Writing a book (for me at least) is a long, long labour and especially as I’ve never had the luxury of being a full time writer, completing one takes me years. It’s two years minimum generally but some have taken much longer. Often the text will be consigned – figuratively – into a bottom drawer, to molder or mature for years, until I return to it with renewed enthusiasm.
In 2007 when I was lucky enough to find an agent who found a publisher for my memoir A Glimpse of Eternal Snows
, I conceived a fictional sequel. Writing in Glimpse
about my lower caste neighbours in Nepal, I reconstructed conversations I’d had with them, in listening to and then revisitng their stories I wondered more and more about what life was like for them. I considered whether I could write a novel with them centre stage.
I’ve heard other writers saying they wanted to know more about a subject so decided to write a book about it. This always sounded pretentious to me… coming from a scientific background where only experts write books.
But as I started to pull together my story about loss and recovery and camaraderie and love, I realised that in creating my Nepali characters, my mind went back to conversations and stories I’d half forgotten, and so my confidence in doing my characters justice was strengthened.
So my story evolved. I made my characters experience caste prejudice, sexism, fear of violence and they also faced enormous peril from a catastrophe that now appears strangely prophetic. I worried for them. I was angry for them. I killed for them!
It took me a while to complete the novel and even longer to find a publisher for it.
I was humbled when Delhi-based Speaking Tiger took it. I hardly imagined an authorial voice from the UK would be deemed worthy of documenting a tale that could only be set in the subcontinent. But not only did they publish me but the Indian national press has also been kind about my writing.
Even so, my publisher told me recently that we need to work a bit harder on getting word out about the book – as if writing the bloody thing wasn’t hard enough…. hence this offering on the labour of writing. I hope that this might stimulate more people to read Snowfed Waters,
because with very little encouragement, I’ll write another novel.
I have an idea but unless and until Snowfed Waters
sells perhaps a thousand more copies, I doubt my next offering will be published.
So come on folks. Post reviews. Tell your friends and I promise I’ll create another sumptuous Himalayan tale for you to curl up with!

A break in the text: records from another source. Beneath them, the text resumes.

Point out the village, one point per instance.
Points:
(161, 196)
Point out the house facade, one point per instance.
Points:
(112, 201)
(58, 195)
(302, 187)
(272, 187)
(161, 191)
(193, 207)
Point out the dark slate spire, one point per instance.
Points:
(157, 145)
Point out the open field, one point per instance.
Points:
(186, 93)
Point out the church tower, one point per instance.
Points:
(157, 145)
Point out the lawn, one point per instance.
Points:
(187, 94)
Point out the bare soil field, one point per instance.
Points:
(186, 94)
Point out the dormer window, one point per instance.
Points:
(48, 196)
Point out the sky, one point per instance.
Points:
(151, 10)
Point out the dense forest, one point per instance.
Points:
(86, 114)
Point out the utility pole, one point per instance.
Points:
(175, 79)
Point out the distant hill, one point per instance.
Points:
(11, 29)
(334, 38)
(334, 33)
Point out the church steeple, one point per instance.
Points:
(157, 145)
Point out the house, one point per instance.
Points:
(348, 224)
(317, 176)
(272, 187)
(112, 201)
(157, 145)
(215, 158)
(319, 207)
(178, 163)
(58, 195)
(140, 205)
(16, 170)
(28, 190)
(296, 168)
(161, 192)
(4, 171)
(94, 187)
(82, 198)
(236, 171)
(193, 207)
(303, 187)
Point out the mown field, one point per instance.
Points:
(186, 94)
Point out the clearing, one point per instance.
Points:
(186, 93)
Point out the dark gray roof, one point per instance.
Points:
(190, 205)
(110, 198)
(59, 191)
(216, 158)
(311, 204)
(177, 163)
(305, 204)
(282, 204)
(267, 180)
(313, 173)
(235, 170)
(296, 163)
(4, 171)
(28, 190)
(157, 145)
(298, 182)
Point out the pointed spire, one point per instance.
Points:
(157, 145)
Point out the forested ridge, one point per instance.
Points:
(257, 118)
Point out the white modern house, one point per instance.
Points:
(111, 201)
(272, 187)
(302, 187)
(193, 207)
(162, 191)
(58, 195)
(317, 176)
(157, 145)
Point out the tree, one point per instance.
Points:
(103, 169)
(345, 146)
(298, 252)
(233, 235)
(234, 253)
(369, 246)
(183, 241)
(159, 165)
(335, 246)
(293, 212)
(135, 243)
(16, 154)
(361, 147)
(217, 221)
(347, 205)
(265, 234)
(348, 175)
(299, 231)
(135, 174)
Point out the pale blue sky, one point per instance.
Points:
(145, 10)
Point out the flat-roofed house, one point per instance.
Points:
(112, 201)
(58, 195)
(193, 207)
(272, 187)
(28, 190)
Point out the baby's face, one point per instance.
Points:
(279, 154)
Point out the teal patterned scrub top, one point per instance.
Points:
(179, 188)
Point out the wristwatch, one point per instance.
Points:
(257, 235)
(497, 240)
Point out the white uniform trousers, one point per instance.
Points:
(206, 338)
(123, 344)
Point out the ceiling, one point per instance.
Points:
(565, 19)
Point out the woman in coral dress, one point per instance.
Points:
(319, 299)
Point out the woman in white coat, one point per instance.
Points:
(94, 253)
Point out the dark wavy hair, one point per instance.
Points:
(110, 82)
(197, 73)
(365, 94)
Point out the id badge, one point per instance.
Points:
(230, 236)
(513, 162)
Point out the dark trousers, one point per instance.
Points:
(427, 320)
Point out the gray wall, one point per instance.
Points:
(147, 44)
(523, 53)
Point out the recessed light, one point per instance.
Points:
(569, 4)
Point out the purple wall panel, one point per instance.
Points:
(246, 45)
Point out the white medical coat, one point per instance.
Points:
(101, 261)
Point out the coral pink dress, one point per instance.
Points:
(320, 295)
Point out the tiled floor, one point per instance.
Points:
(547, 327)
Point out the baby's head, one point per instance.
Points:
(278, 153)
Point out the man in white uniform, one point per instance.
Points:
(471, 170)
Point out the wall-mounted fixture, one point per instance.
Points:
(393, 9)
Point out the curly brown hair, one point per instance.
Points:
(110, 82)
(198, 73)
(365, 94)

Meanwhile here are excerpts from a couple of Indian reviews:
beautifully narrated tale, interspersed with want and waste; horror and humour. Even the grimmest of situations may wrest a smile from the reader, and that is the beauty of Jane Wilson-Howarth’s craft.... A tale of courage and compassion; unlearning the past and embracing the future is magnificently woven that keeps you hooked throughout!
The Tribune (India)
Snowfed Waters is a tribute to the indomitable human spirit and to the human ability to love and bond with strangers over shared tragedies. Thus tragedy doesn’t remain a villain but becomes something that unites people belonging to different places, culture and languages. In today’s world, this is a lesson we all need to imbibe in ourselves, and that is the reason this book is important, something every reader can relate to.